William Watters, the first native American Methodist preacher, reappears in the appointments for the year 1801, after having been located about eighteen years. During his location he preached habitually, and often at distances of many miles from his home. He was now fifty years old, mature in health and character, of extreme amiability, good sense, self-possession, and soundness of judgment. During most of our present period he labored at Alexandria, Georgetown, and Washington. "I enjoyed," he writes, "good health and great enlargement of heart for the ingathering of souls to the Lord's kingdom, with considerable life and liberty in all the ordinances of his house, but in none more than in dispensing the words of eternal life. It was to me more than the increase of corn, wine, or oil. I often enjoyed through the silent hours of the Sabbath nights, after laboring all the day and part of the night, such a sacred sense of the divine presence and nearness to the throne of grace by the precious blood of the covenant, that all sleep has been banished from my eyes, while I have felt

'That solemn awe that dares not move,

And all the silent heaven of love.' " [8]

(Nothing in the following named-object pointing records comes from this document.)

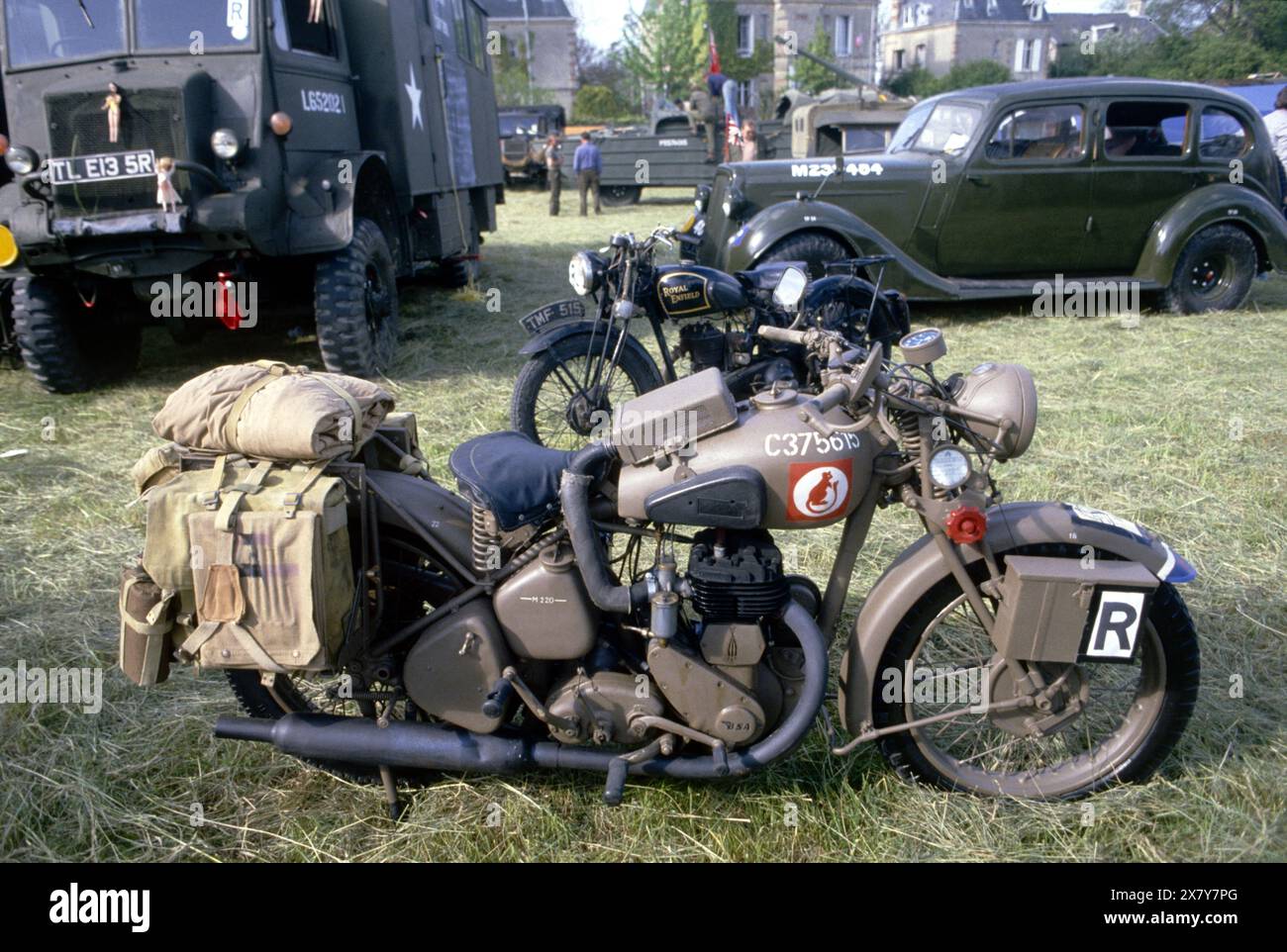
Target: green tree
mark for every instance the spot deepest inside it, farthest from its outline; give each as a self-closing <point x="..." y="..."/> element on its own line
<point x="664" y="48"/>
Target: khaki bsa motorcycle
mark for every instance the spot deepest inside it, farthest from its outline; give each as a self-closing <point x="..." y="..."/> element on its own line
<point x="625" y="608"/>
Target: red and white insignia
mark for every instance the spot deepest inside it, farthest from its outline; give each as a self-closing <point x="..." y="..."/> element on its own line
<point x="818" y="490"/>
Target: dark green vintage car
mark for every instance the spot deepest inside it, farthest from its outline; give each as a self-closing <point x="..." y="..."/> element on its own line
<point x="985" y="192"/>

He had been gradually gathering members into the societies of his appointments, when the great revival of these times swept over his field. "Many," he says, "were certainly reformed and converted to the Lord, but many made a great noise and ado that knew too little of what they were about, and, from the greatness of the work, the spirit of the times, as well as from several other causes that then existed, which I do not think proper to mention, I never found more difficulty in separating the chaff from the wheat without endangering the real work. There were many in the course of twelve months added unto the Church, numbers of whom continue to adorn their profession, yet the spirit and genius of the revival was not so congenial to my feelings as the less revival with which we had and blessed two years before. But I am sensible, and wish to be more so, that there are diversities of operations, the same God which working all in all, and that it belongeth not unto me to dictate, but to follow the leadings of a kind Providince, and that word of inspiration that gives us infallible instructions in all such matters, so that however things may turn up from the enemy, from sinners, or the injudicious among us, all will end well if we do but with patience and perseverance pursue the work given us to do." These are characteristic remarks.

He located again in 1806, and we get but few later glimpses of him. Boehm, the traveling companion of Asbury, says that in February, 1811, while in Virginia, they "rode to William Watters's. He retired from the regular work in 1806, but his heart was always in it. He was now living in dignified retirement on his farm on the Virginia side of the Potomac, opposite Georgetown. He was the first traveling preacher raised up in America. Philip Gatch commenced nearly the same time. They were intimate, and in their declining years corresponded with each other. Watters was a stout man, of medium height, of very venerable and solemn appearance. Bishop Asbury and he were lifetime friends. The bishop was acquainted with him before he was licensed to preach. When these aged men met on this occasion they embraced and saluted each other with 'a holy kiss;' and the bishop, writing of this visit in his journal, speaks of him as 'my dear old friend, William Watters.' He was distinguished for humility, simplicity, and purity. Few holier ministers has the Methodist Church ever had than William Watters. I rejoice that I was permitted to hear him preach, and to be his guest; to eat at his table, to sit at his fireside, to enjoy his friendship and hospitality. His house was for years a regular preaching-place on the circuit. In 1833, at the age of eight two, he died in holy triumph. His name will go down to the end of time, bearing the honored title of "The First American Traveling Preacher.' "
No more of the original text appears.